In Which I Interview an Insincere Reformer
I recently had a fascinating exchange with a smart journalist. He wrote, "I'm looking into the major donors from across the country who tried to influence school board races. Critics have questioned the[ir] motives...To what extent are they sincere in advancing reforms they believe in?"
I was struck by how little the question surprised me. After all, supporters of charter schooling, test-based accountability, mayoral control, overhauling teacher tenure and pay, and the like are routinely denounced as "corporatists" or worse. Given that they haven't yet definitively disproved such charges, they must be true. But why are these foundations assiduously pursuing a malevolent, covert agenda?
To learn the truth, I set out to interview an Insincere Reformer. I found him by hitting one of those watering holes that those fancy foundation staff frequent and hitting the palm of the bartender until he pointed out a likely suspect. I walked up, approaching a slick-dressed guy wearing a fedora and drinking a scotch.
"Hidy," I said. I pulled up a chair. "Look, I don't want to waste your time," I said. "I'm trying to talk to an insincere reformer. I heard you're one of 'em."
"Yep," he said, taking a drag on his electric Blu stogie. "That's me. I help dream up insincere education 'reforms' that can help provide cover as we work to dismantle America's schools."
"Why would choose such a horrific line of work?" I asked.
"It's a conspiracy, dude. I can't just say. That's not what conspirators do." He paused. "But, if you were to ask the right questions, I might let a hint slip." He stopped. "Oh, and I really hated my high school social studies teacher, who gave me a week of detention once when I defended the Iraq War."
"How'd you wind up being an insincere reformer?" I asked.
He thought for a moment. "Well, I originally wanted to lobby for big tobacco or the NRA, but tobacco stopped hiring and the NRA only had jobs in its Washington office. I wanted to spend more time hanging out in hotspots like Denver, Indianapolis, Memphis, Milwaukee, and Detroit, and state capitals like Tallahassee and Sacramento. Education reform was obviously the way to go."
"Gotcha," I said. "So, let me ask you this. What's the game plan? What is it about education that's so appealing to you profiteering foundation types?"
"Sheesh," he sighed. "You're a little slow. K-12 schools spend $600 billion a year. That's a big chunk of change for us to get our slimy, double-dealing hands on."
"Hmmm," I said. "But you guys are aren't even a nonprofit--you're a bloody foundation. You're giving money away, you're not taking it. So how does changing teacher evaluation or adopting mayoral control put money in your pocket?"

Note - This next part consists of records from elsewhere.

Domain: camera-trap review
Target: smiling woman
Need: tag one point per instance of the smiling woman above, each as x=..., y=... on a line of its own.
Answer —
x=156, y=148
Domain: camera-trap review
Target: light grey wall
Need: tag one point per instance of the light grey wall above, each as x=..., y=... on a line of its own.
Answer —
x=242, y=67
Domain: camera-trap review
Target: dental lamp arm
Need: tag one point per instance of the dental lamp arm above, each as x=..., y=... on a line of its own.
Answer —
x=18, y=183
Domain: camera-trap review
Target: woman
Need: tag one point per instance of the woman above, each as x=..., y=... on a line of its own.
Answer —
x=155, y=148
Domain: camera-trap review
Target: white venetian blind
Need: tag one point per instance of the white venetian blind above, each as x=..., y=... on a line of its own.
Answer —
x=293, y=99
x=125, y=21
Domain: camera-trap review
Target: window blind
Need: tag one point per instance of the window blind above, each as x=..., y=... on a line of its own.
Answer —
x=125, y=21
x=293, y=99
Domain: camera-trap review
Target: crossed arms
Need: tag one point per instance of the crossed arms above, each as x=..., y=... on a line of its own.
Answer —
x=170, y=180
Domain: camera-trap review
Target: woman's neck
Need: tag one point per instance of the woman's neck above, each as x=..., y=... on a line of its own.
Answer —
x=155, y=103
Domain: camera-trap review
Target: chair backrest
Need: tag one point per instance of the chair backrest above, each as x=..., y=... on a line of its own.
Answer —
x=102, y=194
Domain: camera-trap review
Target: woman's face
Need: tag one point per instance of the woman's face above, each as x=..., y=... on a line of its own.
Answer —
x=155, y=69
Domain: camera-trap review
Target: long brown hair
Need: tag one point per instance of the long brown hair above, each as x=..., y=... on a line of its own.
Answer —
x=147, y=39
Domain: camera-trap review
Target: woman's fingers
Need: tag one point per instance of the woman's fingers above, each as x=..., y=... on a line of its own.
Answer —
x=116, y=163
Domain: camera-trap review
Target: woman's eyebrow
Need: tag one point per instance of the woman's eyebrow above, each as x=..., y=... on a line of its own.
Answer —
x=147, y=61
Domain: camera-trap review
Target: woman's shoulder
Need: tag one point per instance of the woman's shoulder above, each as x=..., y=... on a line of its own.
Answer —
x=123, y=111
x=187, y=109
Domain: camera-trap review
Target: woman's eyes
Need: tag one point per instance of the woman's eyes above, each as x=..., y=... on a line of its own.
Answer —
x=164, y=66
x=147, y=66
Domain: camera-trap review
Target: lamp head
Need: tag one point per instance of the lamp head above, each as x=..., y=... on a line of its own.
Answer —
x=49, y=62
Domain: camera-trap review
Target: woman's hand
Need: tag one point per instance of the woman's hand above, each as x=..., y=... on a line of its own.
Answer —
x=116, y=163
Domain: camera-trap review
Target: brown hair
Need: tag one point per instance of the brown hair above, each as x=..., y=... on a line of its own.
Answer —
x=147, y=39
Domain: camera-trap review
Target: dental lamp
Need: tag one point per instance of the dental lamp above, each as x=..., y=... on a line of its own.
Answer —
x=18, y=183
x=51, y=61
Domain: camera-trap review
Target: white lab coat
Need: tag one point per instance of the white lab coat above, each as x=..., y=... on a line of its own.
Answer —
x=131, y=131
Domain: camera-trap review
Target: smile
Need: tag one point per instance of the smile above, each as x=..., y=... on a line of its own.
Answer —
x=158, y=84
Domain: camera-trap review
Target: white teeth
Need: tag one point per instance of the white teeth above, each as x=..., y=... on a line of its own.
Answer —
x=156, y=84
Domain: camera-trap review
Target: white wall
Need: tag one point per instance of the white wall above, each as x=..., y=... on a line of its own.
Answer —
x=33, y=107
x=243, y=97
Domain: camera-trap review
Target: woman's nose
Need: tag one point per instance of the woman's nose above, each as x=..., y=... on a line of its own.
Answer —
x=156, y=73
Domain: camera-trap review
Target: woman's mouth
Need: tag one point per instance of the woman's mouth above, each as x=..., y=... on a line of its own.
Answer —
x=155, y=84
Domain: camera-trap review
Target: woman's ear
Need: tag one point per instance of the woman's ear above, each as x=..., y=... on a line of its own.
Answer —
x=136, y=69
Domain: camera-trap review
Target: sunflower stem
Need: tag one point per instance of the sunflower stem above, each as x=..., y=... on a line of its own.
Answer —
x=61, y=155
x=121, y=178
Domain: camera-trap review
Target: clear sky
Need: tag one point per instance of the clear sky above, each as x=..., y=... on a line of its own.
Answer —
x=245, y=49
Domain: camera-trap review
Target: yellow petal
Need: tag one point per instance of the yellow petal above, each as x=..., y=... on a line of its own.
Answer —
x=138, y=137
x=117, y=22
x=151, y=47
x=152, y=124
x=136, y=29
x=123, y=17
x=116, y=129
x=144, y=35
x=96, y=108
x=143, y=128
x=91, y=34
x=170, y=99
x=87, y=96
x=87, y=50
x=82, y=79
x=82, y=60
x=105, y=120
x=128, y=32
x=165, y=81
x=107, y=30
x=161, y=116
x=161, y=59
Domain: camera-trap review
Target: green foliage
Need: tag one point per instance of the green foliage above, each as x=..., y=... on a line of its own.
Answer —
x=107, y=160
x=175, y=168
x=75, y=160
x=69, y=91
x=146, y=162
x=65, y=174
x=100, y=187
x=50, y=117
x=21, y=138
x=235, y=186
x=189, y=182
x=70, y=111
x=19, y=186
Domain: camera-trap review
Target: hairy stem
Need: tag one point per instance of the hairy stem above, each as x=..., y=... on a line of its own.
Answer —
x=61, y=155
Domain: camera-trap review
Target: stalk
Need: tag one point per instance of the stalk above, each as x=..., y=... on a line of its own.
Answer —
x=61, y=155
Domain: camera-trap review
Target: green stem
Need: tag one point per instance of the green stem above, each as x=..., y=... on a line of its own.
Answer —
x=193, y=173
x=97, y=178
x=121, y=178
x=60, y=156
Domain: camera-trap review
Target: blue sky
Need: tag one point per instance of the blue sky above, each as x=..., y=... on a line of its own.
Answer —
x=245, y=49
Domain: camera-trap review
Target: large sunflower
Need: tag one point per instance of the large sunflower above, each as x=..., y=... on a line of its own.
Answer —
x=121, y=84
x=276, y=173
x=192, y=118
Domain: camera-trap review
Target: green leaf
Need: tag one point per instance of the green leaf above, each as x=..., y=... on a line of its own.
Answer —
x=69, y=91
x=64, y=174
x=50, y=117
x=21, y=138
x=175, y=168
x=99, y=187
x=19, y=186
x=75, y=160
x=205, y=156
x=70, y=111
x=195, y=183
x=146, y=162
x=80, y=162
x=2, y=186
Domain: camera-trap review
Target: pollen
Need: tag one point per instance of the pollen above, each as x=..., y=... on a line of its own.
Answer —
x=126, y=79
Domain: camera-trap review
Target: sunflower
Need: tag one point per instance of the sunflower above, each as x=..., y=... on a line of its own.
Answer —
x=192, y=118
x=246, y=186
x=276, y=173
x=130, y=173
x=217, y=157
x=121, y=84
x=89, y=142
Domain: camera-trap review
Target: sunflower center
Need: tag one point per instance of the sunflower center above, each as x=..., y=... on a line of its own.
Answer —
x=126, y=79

"You're a step behind, my friend, a step behind," he said. "You see, I and my fellow grant officers may not be raking it in, but there are companies out there that will sell tests and technology to schools."
"But haven't those big vendors always sold tests, instructional materials, and technology to schools?" I asked.
"Well, yes. But now they'll be able to sell more."
"Oh," I said.
"Yes," he said.
We looked at each other for a moment. "What I still don't get," I said, "is what that does for you. I get why sleazy vendors or schools of education may benefit from striking sweetheart deals with mayors or for professional development, but I don't understand how you personally benefit. I mean, you don't get a cut or a commission. Changing a law doesn't get you a finder's fee. It's not like many former foundation staff get cushy, big-dollar private sector jobs. And it's not like Bill Gates, Eli Broad, or one of the Waltons are looking to score a couple bucks in kickbacks. So what's the advantage of being an insincere reformer?"
"Huh," he said. "You know what? We may need to give this a bit more thought."